Time To Be Greedy: Your “Brand”

This is the first in a series of three posts dealing with “brand.” A post on personal brands (YOU), and “how-to-do” examples will follow this first overview piece. As someone who’s been in the people (and teams) coaching business for over 25 years, and also been directly responsible for hiring thousands of people through roles running large staffing / recruiting operations, I have a pretty good idea why some firms recruit well (and others don’t), and how people can take their best foot forward as either a job candidate or consultant / vendor.

Like a lull before a storm, you can sense that conditions in the employment market are going to snap. Which way – up or down – isn’t totally clear but three decades of experience and a nose for change makes me believe things will go on an upward trajectory.

If I’m right, many firms – big and small – will be scrambling, mostly unprepared. Recruiting, if there’s an upturn, will become a job responsibility for managers again. For people individually it will be a time of opportunity to either change jobs, get promoted, or think about recasting themselves.

Why is this important to you? By doing a bit of prep work now you will save work and time for later when you will have little of the latter (time), and too much of the former (work).
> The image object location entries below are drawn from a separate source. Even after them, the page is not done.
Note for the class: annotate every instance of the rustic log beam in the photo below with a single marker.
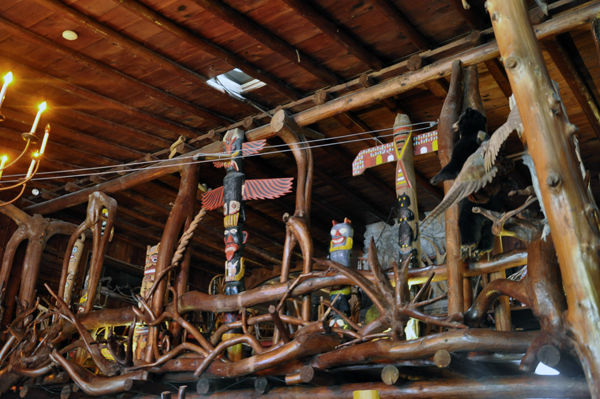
(98, 100)
(116, 75)
(568, 209)
(390, 103)
(497, 71)
(318, 19)
(392, 13)
(513, 387)
(135, 48)
(563, 60)
(446, 140)
(262, 35)
(437, 87)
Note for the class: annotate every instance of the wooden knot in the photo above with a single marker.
(553, 179)
(511, 62)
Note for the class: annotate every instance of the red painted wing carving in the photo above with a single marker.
(267, 188)
(213, 199)
(253, 147)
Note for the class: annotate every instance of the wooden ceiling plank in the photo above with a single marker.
(98, 99)
(208, 47)
(497, 71)
(396, 16)
(470, 16)
(318, 19)
(262, 35)
(135, 48)
(135, 84)
(564, 62)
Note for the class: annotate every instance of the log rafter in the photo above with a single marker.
(208, 47)
(395, 15)
(94, 65)
(560, 24)
(562, 57)
(329, 28)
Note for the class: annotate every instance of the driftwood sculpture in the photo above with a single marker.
(35, 352)
(37, 230)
For companies, since most firms will be hanging back, still fearful of a deeper slide to come, you can practice the art of first advantage and be – as Warren Buffet might suggest – a little greedy .

For individuals – a topic covered more fully in a subsequent post – a rolling start distilling and clarifying your brand means greater opportunity and optionality as things move into a higher (employment) gear: you’ll be clearer – and crisper – than if you wait for opportunities later rather than do your prep work now.
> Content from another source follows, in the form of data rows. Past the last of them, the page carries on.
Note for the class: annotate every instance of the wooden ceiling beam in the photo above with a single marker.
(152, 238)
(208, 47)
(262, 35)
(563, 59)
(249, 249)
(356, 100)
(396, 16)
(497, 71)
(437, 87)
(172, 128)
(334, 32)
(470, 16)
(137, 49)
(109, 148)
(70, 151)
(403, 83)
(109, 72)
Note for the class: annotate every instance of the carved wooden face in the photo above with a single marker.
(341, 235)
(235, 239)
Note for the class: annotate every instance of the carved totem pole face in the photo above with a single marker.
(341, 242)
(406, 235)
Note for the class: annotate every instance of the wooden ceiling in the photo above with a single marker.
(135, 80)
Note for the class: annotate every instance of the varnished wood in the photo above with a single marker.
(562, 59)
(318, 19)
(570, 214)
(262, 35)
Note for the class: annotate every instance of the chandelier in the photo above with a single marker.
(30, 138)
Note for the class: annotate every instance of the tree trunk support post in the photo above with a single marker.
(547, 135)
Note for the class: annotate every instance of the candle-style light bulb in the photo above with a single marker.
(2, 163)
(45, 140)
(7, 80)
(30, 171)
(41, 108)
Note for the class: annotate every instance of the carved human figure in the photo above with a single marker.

Employment brands start with having a clear, defined sense of identity – who you are – and potentially what you see the firm (or person) becoming. To that foundation, effective employment branding adds elements of what’s called a value proposition (why should employees work here), and any supporting language, and/or imagery.

Good brands touches employment process and activities so you are recruiting the targeted “right fit” employees and potentially discouraging the possible “wrong fit” applicants. Effective branding also engages current employees – it is messaging that affirms what a firm does and the values it exhibits and desires – a common theme as it were as to what it means to be a part of Firm X.
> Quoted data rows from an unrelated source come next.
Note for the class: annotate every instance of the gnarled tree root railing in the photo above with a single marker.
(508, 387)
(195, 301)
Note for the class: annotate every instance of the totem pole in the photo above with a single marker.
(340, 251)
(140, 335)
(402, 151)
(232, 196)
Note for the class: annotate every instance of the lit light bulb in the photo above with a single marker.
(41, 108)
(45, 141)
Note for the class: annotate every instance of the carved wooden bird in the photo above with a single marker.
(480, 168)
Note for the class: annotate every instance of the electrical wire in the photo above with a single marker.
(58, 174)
Above all brands should be authentic – a stronger word for real –  accurate, and consistent and complimentary with any customer marketing the firm does.  San Francisco State professor John Sullivan provides a great source for information on employment branding here .

So where do you begin?

As Jodie Robie suggests start with research: understand how recent employees (6-12 months) as well as longer term employee chose to come to work with your firm, what are the things that caused them to chose your firm over others, etc. Here are some generally sequential steps:

  1. Research to determine your current and potentially desired future brand: who are you – and if you are business (or person) in transition – who are you becoming?
  2. Identify all the places (and pieces) you touch current and prospective employees and do the same for any marketing / advertising that reaches clients / customers.
  3. Figure out how best to communicate who you are, where you’re going, and the other items listed above regarding value proposition, best fit employees, etc.
  4. Determine how you might extend the branding work over time. In other words how does it grow: even the venerable Cocoa Cola symbol has changed over time.
  5. Test and retest your assumptions with both current employees and would be new-hires before you launch anything.
  6. Test and retest over time – find what works, and what gets you some benefit.

Is clarifying and revisiting your employment brand really necessary?

Yes: by doing some early prep work in the area of employment branding, companies can steal an early start on any (I’d suggest “the”) upcoming uptick in the employment market.

While firms might have a sellers’ edge now, they won’t forever: getting ready early, as they say, never hurt anybody. More to come.